Department of Anatomy & Structural Biology, University of South Dakota
School of Medicine, Vermillion, SD 57069.
APStracts 3:0130N, 1996.
SUMMARY AND CONCLUSIONS
1. In behaving animals the red nucleus produces sustained action potential
discharge during movements of the limbs. These bursts are thought to encode
parameters of movement and thereby represent motor commands. Similar bursts
can be recorded in the in vitro brainstem-cerebellum from the turtle. In this
preparation, sustained discharge of red nucleus neurons was postulated to be
generated by NMDA-mediated cellular mechanisms acting in combination with
positive feedback in a recurrent cerebellorubral network. The present study
was designed to test this positive feedback hypothesis. While recording
sustained discharge in the deep cerebellar nuclei and cortex, the red nucleus
was reversibly inactivated by microinjection. The positive feedback hypothesis
would be supported if activity in the cerebellum was attenuated by
inactivation of the red nucleus. A non-recurrent source of excitation would
have to be postulated if cerebellar activity was unaffected. 2. Extracellular
single-unit recordings were made from neurons in the deep cerebellar nuclei,
cerebellar cortex and vestibular nuclei.
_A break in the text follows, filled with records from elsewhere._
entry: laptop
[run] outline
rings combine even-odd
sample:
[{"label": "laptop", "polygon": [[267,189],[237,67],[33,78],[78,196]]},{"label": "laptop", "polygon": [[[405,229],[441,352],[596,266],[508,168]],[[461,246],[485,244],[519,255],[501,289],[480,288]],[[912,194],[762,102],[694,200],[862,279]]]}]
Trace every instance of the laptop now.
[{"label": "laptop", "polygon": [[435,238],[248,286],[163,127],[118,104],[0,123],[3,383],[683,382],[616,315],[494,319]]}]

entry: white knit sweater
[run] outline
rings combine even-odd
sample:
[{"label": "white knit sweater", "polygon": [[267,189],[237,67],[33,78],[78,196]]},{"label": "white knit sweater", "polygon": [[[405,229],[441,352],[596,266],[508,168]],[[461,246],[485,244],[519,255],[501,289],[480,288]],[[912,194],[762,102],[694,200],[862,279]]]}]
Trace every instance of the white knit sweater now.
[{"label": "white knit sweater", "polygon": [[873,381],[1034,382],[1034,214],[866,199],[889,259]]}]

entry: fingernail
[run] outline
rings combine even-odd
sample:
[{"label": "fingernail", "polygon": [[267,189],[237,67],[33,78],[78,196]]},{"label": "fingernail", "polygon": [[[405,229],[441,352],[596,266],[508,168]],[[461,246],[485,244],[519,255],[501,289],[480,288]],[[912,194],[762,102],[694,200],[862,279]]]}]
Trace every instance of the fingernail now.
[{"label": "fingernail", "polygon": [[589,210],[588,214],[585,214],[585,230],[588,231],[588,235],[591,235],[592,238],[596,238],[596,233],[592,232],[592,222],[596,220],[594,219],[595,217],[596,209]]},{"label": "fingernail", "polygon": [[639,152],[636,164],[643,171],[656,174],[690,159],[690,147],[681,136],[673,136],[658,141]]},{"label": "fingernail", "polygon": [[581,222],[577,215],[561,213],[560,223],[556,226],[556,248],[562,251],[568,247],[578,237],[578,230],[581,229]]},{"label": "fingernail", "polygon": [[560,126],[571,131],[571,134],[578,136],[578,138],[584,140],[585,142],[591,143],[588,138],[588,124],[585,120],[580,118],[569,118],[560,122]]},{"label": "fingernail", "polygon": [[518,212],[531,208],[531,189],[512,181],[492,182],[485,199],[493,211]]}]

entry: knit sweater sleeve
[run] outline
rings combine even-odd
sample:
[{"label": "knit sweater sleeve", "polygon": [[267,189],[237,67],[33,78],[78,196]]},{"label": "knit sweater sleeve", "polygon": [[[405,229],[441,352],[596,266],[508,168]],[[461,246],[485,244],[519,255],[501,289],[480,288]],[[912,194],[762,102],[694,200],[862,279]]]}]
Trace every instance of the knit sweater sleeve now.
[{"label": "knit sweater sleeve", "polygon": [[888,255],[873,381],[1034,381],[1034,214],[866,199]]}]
Burst discharges were evoked by brief
electrical stimuli applied to the spinal cord that activated sensory
structures. During inactivation of the red nucleus, sensory projections to the
cerebellum that may evoke burst discharge were unaffected. Pressure
microinjections of cobalt, lidocaine, GABA or CNQX were used to reversibly
inactivate the red nucleus. Saline injections were also tested. 3. Sustained
discharge of all neurons recorded in the lateral cerebellar nucleus was
greatly attenuated or blocked completely by injection of the pharmacological
agents into the red nucleus. These effects were reversible. Of the recordings
in the cerebellar cortex, 63% of these were blocked. All four compounds tested
were effective blockers of the bursts, although the effects of GABA were less
potent than the others. Saline injections into the red nucleus showed no
effect. Burst discharges of single-units recorded in either the medial
cerebellar nucleus or the vestibular complex, which do not receive input from
the red nucleus, showed no effect of red nucleus inactivation. 4. The results
showed that sustained discharge in the cerebellum was significantly attenuated
by inactivation of the red nucleus even though sensory input that may trigger
the bursts was intact. These data support the hypothesis that sustained
discharge in the cerebellorubral circuit is generated by a distributed
neuronal network that uses positive feedback. The results have implications
for mechanisms underlying normal brain function and some motor disorders.
Received 28 March 1996; accepted in final form 6 June 1996.
APS Manuscript Number J260-6.
Article publication pending J. Neurophysiol.